Tratto da Il Mucchio Selvaggio n.548 del 30 settembre 2003

A Different Beat
(Homesleep)
Dati spesso per spacciati, i Cut continuano invece a dimostrarsi voce di peso del nostro underground, spinti da una voglia di fare r’n’r capace di vincere non solo le solite “difficoltà di gestione” tipiche del circuito ma anche da assortiti problemi di organico ed etichette. In questo quarto album, il primo per la Homesleep, l’ensemble bolognese propone una nuova, sensibile rettifica di rotta, rimanendo fedele alle logiche del “grintoso & spigoloso” sulle quali ha costruito la propria lusinghiera ma ponendole al servizio di un songwriting nel complesso più improntato alla fantasia; dei Cut, insomma, magari più ragionati – ma non per questo meno sporchi e istintivi – il cui impatto rimane ruvido ed energico nella sua fusione di punk, garage, blues hard e new wave “funkeggiante”. E dei Cut che, ancora una volta, funzionano alla grande, sebbene gli elementi costitutivi della loro proposta siano tutto sommato in buona parte prevedibili.

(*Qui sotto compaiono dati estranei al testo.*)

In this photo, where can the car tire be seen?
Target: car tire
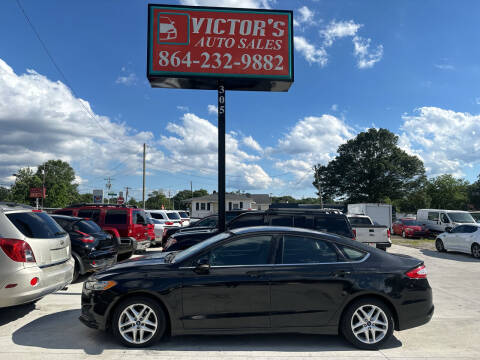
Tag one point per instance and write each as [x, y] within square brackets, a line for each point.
[128, 321]
[355, 319]
[476, 251]
[439, 245]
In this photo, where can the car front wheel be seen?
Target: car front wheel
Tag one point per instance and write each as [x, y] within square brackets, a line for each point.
[139, 322]
[367, 324]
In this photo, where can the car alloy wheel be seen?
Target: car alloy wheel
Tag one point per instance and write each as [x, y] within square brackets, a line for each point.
[439, 245]
[139, 322]
[367, 324]
[476, 251]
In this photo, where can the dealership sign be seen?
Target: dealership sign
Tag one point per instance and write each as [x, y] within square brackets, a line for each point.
[195, 47]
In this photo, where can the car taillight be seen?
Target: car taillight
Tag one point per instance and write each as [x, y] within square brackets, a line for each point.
[17, 250]
[418, 273]
[86, 238]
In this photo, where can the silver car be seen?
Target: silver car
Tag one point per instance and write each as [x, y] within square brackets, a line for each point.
[35, 255]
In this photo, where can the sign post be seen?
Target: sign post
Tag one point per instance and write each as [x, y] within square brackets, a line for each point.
[213, 48]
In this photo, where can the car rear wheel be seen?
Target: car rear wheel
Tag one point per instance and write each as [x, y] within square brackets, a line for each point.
[367, 324]
[138, 322]
[476, 251]
[439, 245]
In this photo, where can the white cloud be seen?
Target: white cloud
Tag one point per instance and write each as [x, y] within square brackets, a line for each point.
[128, 80]
[42, 120]
[251, 143]
[193, 147]
[366, 58]
[444, 66]
[337, 30]
[212, 109]
[230, 3]
[447, 141]
[311, 53]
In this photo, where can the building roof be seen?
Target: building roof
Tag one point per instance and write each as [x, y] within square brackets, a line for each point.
[257, 198]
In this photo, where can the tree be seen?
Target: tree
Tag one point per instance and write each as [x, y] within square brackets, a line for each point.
[25, 179]
[59, 183]
[447, 192]
[370, 168]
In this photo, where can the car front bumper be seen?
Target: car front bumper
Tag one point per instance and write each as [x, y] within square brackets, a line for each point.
[50, 280]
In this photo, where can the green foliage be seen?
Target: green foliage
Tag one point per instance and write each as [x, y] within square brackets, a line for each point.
[369, 168]
[447, 192]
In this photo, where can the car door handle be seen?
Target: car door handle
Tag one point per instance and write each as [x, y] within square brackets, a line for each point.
[256, 274]
[341, 273]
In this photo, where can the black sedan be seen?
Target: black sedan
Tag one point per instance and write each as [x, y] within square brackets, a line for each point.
[258, 280]
[92, 248]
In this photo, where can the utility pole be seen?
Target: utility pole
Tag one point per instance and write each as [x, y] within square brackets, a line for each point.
[143, 190]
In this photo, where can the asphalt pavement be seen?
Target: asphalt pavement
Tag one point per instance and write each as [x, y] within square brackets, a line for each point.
[50, 328]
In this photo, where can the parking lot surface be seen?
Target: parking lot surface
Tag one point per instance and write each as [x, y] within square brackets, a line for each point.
[50, 328]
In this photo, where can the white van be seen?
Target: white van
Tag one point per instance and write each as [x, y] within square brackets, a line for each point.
[437, 220]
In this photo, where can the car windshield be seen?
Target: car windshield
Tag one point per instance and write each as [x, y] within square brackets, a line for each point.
[200, 246]
[411, 222]
[461, 217]
[173, 216]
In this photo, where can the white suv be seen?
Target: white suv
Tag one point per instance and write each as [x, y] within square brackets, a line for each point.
[35, 255]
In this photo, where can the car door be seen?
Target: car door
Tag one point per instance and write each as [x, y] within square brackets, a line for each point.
[308, 282]
[235, 291]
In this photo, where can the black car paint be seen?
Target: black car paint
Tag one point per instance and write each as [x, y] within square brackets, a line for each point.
[103, 250]
[307, 298]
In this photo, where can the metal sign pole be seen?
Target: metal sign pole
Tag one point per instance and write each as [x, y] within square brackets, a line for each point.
[221, 156]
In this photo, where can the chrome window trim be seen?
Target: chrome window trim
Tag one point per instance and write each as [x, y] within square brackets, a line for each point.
[278, 265]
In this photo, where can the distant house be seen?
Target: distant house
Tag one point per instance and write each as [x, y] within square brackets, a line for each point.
[207, 205]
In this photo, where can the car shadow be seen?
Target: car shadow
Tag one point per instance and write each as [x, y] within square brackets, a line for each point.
[451, 255]
[63, 330]
[13, 313]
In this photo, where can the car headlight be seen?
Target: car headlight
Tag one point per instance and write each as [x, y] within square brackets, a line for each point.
[99, 285]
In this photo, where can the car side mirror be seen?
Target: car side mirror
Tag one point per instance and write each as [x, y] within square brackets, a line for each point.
[202, 266]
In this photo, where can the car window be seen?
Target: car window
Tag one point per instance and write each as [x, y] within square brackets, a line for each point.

Tratto da Il Mucchio Selvaggio n.621 dell’aprile 2006

Annihilation Road
(Go Down)
Prossimi a festeggiare i quindici anni di carriera, i Cut da Bologna sono da considerare un’autentica istituzione della nostra scena indipendente: un ruolo conquistato grazie a concerti esplosivi e a una bella sequenza di dischi che sembrava però essersi arrestata nel 2006 con A Different Beat. Sembrava, perché la band è ora riapparsa con un quinto album – il secondo da power-trio e il primo per la Go Down – che allinea quattordici nuovi pezzi incisi a New York con al mixer Matt Verta-Ray (partner di Jon Spencer negli Heavy Trash) e masterizzati da quell’Ivan Julian che fu uno dei due chitarristi dei mitici Voidoids di Richard Hell. Il risultato? Un lavoro dove le aperture wave sono per lo più una lontana eco e dove i Cut sfogano soprattutto la loro indole rock’n’roll più sudicia, sferragliante e sabbatica. Adrenalinicamente back from the grave, insomma… benché, a onor del vero, nessuno li avesse dati per sepolti.